A/N- This is a sequel to The Parson's Son, which is the sequel of a sequel :p If you want in on the ground floor of this series continuation/soon to be AU, and want to know where to start, the first fic is 'After the Fall.'

This, like The Parson's Son, is based on a real life case, and this one uses a lot less artistic license. In 1948, a dead man was found on Somerton Beach, South Australia, with the printed words "tamam shud" and a mysterious code in his pocket. To this day his identity and cause of death remain a mystery. All details of the body in this fic are, so far as I could make them, as they were in real life. So is the code, which has to date never been deciphered. If you think you've got it, NASA would like to hear from you.

It being slightly unrealistic and a bit of a logistical nightmare to take our boys to Australia, this is now set in a different Somerton- in Somerset.

The mosquitos and midges weren't bothering him.

He was sitting on the bank of the river; upright, leaning against a tree, his hat slouched low over his forehead and his head was tilted lazily to one side. There was a cigarette tucked behind his right ear, and another lay balanced between his chin and shoulder. A white cotton shirt, tucked in with due regard for decorum; but he wore no jacket or tie. His black trousers, faded grey and shiny at the knees, were too big for him. Nondescript black shoes, scuffed slightly on the sides. No wallet or keys. Ginger hair curling around his elfin-looking ears and blue eyes that gazed across the river.

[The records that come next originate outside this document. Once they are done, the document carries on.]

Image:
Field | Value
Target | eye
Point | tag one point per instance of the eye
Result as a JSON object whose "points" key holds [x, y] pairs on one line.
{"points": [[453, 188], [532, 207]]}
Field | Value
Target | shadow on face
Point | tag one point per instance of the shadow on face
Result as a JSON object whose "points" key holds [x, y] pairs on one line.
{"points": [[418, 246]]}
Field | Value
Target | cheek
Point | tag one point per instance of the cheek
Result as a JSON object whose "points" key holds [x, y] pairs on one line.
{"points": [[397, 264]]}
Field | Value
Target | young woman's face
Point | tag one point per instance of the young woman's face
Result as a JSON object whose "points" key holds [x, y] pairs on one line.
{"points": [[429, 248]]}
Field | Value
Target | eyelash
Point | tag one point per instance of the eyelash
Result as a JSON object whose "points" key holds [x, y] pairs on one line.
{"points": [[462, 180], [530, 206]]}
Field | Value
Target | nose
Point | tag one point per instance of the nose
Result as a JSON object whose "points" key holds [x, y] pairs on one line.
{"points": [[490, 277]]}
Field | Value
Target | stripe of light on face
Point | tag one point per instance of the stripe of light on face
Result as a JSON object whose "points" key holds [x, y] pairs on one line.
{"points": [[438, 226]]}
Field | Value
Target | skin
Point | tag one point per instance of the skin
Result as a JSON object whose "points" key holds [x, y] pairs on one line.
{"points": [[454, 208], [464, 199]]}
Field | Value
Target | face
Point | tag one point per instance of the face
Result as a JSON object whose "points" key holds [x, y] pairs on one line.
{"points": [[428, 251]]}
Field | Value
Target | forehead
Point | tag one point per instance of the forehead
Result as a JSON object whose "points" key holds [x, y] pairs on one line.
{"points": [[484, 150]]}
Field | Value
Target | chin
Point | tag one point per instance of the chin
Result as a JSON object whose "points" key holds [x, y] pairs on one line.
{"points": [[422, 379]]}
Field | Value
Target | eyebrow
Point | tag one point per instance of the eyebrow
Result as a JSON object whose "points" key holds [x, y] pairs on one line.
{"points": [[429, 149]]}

But he saw nothing, because he was dead.

This was the way the Somerton Man was discovered, at nine in the morning on what was already shaping up to be the hottest July day in living memory.

"Can't you turn up the fan, John?"

"No, Harry, I can't," John responded. "For a start, it doesn't go any higher than that, and if it did, it would probably fly off the ceiling altogether and somebody would get killed."

The weather was no less stifling in London that morning. John hadn't spent three years in Afghanistan for nothing and was largely unbothered by the ridiculous weather (he hated the cold more), but Harry, who had come around because her own house didn't have a ceiling fan, was sprawled out miserably on the floorboards. Half of her conversation was complaining about the heat, and the other half was directed at Molly, who was on a nearby sofa with her bare feet up and her laptop on her knees.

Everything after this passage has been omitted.